Advantages of the process include uniform quality, smooth surface finish, close tolerance, short production time, and relatively small material loss. However, ring rolling is poor in adequate filling of roll cavities when they are too deep, as material tends to expand in diameter instead of filling the cavities.

Figure: (a) 3-D View of Ring Rolling Process, (b) Schematic View of Ring Rolling Process

Ring Rolling Process Description

A typical ring rolling process consists of two sets of rolls: a radial set that reduces the radial thickness of the ring and an axial set that controls the width of the ring.

The main deformation occurs between the king (main) roll and the mandrel (pressure) roll. The rotation of the king roll drives the ring through friction at the roll–ring interface, causing a continuous reduction in wall thickness while the ring diameter increases due to material incompressibility.

Types of Ring Rolling Process

Cold Ring Rolling

Cold rolling significantly increases the yield strength of steel by strain hardening. Yield stress enhancement of approximately 15%–30% is observed, especially in high-strain zones.
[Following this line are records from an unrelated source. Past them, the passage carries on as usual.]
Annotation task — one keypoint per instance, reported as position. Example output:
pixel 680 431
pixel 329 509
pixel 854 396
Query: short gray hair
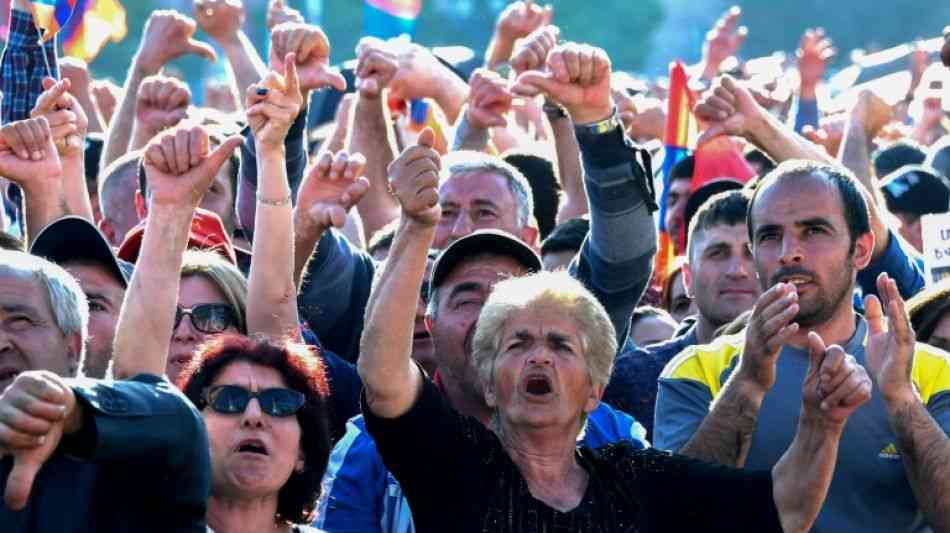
pixel 466 162
pixel 67 301
pixel 597 335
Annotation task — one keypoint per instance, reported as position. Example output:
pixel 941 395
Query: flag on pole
pixel 680 136
pixel 51 16
pixel 391 18
pixel 95 22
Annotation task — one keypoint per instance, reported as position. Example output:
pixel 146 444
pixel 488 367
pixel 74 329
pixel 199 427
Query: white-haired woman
pixel 544 347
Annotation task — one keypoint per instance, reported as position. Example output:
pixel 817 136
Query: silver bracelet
pixel 276 203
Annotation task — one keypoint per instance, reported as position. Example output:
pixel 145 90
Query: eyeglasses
pixel 208 318
pixel 232 400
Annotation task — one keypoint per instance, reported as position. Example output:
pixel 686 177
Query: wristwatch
pixel 601 126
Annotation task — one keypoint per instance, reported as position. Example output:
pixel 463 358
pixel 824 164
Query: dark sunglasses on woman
pixel 208 318
pixel 232 400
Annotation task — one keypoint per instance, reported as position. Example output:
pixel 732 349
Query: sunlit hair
pixel 66 299
pixel 465 162
pixel 225 276
pixel 561 291
pixel 303 371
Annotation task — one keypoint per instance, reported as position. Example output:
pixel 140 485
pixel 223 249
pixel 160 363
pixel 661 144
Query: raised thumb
pixel 426 138
pixel 20 480
pixel 203 49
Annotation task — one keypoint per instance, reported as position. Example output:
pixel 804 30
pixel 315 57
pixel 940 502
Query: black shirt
pixel 458 477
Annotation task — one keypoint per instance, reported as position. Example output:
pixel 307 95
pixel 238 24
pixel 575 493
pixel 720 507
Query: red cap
pixel 207 233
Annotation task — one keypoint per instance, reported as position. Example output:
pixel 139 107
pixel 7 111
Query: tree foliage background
pixel 640 35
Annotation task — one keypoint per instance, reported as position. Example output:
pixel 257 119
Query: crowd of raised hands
pixel 299 212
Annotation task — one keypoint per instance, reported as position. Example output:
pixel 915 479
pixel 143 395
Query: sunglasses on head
pixel 208 318
pixel 232 400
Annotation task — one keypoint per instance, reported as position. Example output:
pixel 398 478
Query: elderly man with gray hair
pixel 44 317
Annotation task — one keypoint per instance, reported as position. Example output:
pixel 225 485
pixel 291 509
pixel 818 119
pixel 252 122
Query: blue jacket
pixel 361 496
pixel 140 463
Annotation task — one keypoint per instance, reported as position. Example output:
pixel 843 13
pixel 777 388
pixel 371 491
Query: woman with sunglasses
pixel 211 300
pixel 263 403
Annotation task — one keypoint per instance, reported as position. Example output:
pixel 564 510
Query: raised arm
pixel 615 261
pixel 167 35
pixel 924 446
pixel 29 158
pixel 272 105
pixel 516 21
pixel 68 125
pixel 180 166
pixel 391 380
pixel 835 385
pixel 222 20
pixel 370 131
pixel 161 103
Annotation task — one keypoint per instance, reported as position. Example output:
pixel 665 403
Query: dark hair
pixel 927 307
pixel 9 242
pixel 683 169
pixel 853 206
pixel 724 209
pixel 568 236
pixel 383 238
pixel 303 370
pixel 758 157
pixel 545 187
pixel 895 155
pixel 666 294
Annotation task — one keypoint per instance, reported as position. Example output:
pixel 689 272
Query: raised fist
pixel 67 120
pixel 376 66
pixel 727 109
pixel 414 180
pixel 221 19
pixel 724 39
pixel 532 52
pixel 273 104
pixel 577 77
pixel 169 35
pixel 814 53
pixel 334 184
pixel 180 166
pixel 311 48
pixel 521 18
pixel 161 103
pixel 278 13
pixel 489 100
pixel 28 156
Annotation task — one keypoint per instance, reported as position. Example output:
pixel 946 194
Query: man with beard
pixel 735 401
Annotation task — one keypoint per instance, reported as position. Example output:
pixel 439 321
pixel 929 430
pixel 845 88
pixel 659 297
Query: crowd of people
pixel 439 310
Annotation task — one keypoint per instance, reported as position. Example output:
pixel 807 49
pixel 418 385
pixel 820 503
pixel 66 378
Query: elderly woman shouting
pixel 543 347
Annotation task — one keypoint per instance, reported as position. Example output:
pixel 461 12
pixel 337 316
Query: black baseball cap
pixel 481 242
pixel 916 189
pixel 76 239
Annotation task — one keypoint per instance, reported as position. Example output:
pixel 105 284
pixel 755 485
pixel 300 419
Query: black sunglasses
pixel 208 318
pixel 232 400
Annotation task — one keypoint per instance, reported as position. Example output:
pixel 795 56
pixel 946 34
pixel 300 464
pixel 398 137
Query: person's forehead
pixel 90 274
pixel 470 186
pixel 196 289
pixel 797 198
pixel 249 375
pixel 733 234
pixel 484 267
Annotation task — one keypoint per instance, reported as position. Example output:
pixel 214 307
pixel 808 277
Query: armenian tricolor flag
pixel 679 138
pixel 95 23
pixel 52 15
pixel 391 18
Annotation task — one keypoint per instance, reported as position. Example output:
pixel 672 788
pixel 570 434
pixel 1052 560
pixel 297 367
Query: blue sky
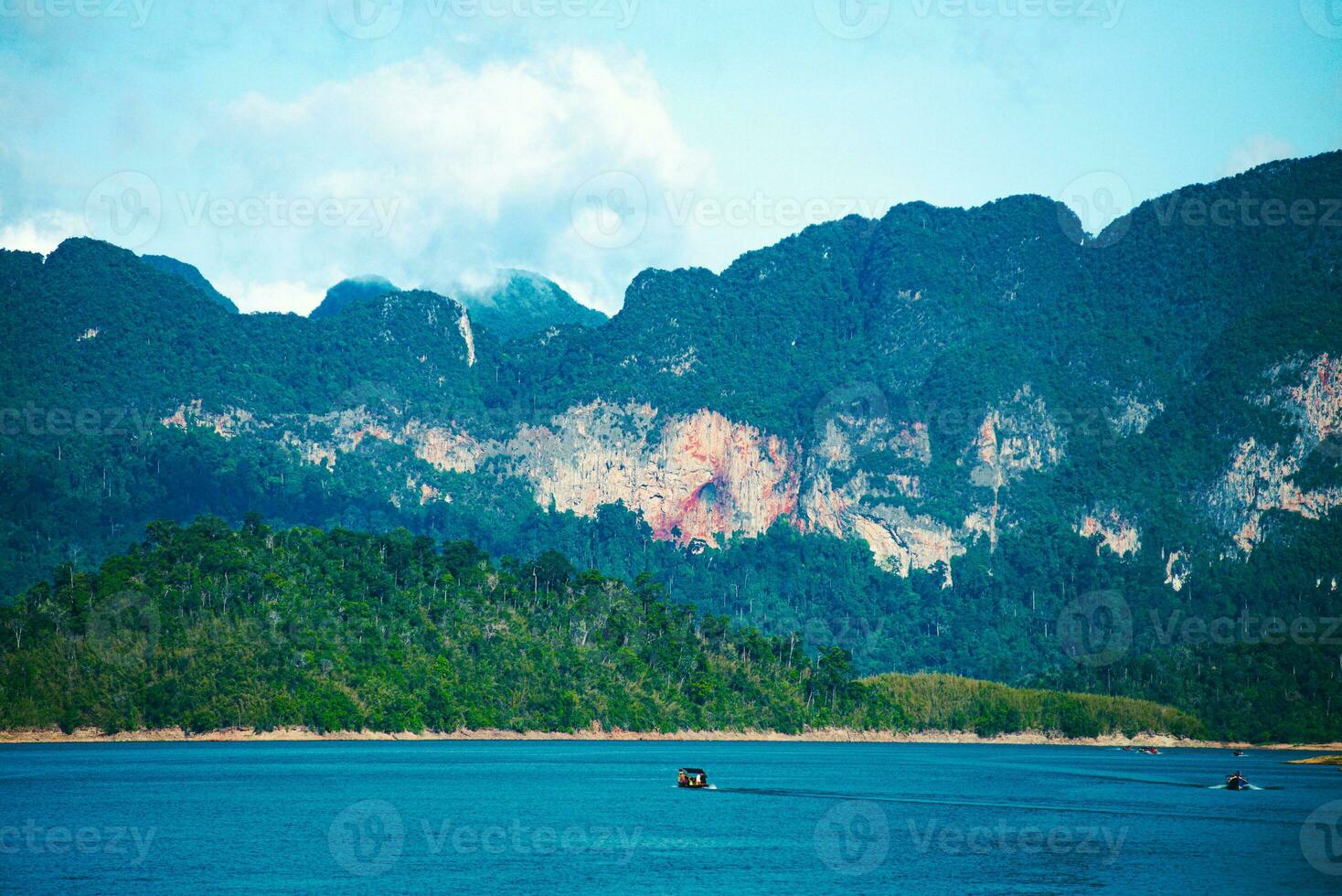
pixel 283 145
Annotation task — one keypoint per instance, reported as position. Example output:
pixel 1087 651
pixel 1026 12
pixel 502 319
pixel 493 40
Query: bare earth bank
pixel 837 735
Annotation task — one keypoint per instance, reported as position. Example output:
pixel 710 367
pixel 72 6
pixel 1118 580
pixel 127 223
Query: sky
pixel 283 145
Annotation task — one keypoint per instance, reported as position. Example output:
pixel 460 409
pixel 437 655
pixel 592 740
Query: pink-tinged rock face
pixel 694 478
pixel 1114 533
pixel 1262 478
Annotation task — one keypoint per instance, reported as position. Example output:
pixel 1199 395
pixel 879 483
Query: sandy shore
pixel 828 735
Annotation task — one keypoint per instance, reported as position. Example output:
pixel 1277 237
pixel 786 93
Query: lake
pixel 550 817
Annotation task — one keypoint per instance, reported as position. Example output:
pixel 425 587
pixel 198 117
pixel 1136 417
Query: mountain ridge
pixel 923 437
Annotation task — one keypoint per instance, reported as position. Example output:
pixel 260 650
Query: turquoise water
pixel 605 817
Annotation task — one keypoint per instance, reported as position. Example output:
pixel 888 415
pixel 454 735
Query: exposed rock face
pixel 1115 533
pixel 1132 416
pixel 1177 571
pixel 229 422
pixel 1261 478
pixel 1014 439
pixel 694 478
pixel 463 326
pixel 702 479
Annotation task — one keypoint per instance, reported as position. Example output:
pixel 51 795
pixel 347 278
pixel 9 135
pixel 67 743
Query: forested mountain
pixel 208 628
pixel 931 439
pixel 192 275
pixel 357 289
pixel 522 304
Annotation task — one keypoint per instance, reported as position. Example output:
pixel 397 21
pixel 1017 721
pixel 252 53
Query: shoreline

Close dimensional tolerances
Repeatable cross-sectional shapes
Capability to produce long sections
Improved corrosion resistance with coated metals

Analytical Description of Ring Rolling

Process Parameters

di – Inner diameter
do – Outer diameter
dr – King roll diameter
dm – Mandrel diameter
nr – Roller rotational speed
no – Ring rotational speed
va – Mandrel advance velocity

Volume Conservation

Assuming plane strain conditions:

V = V₀

(π/4)(d_o² − d_i²)w = (π/4)(d_o,0² − d_i,0²)w

d_i = √[ d_o² − (d_o,0² − d_i,0²) ]

Equivalent Flat Rolling Diameter

King Roll

d_r,eq = (d_r/2) / [ 1 + (d_o,0 + d_o) / d_r ]

Mandrel Roll

d_m,eq = (d_m/2) / [ 1 + (d_i,0 + d_i) / d_m ]

Mandrel Advance Velocity

V_a = dh / dt

h₁ − h₂ = (60 d₀ V_a) / (d_r n_r)

Roll Bite Condition

F_f cos α > F_n sin α
μ > tan α

Maximum Draft and Mandrel Velocity

Δh_max = (μ² d_r) / 2

V_a,max = (μ² d_r² n_r) / (120 d₀)

Thus, the mandrel advance velocity must be controlled within this limit to ensure continuous rotation of the ring during the rolling process.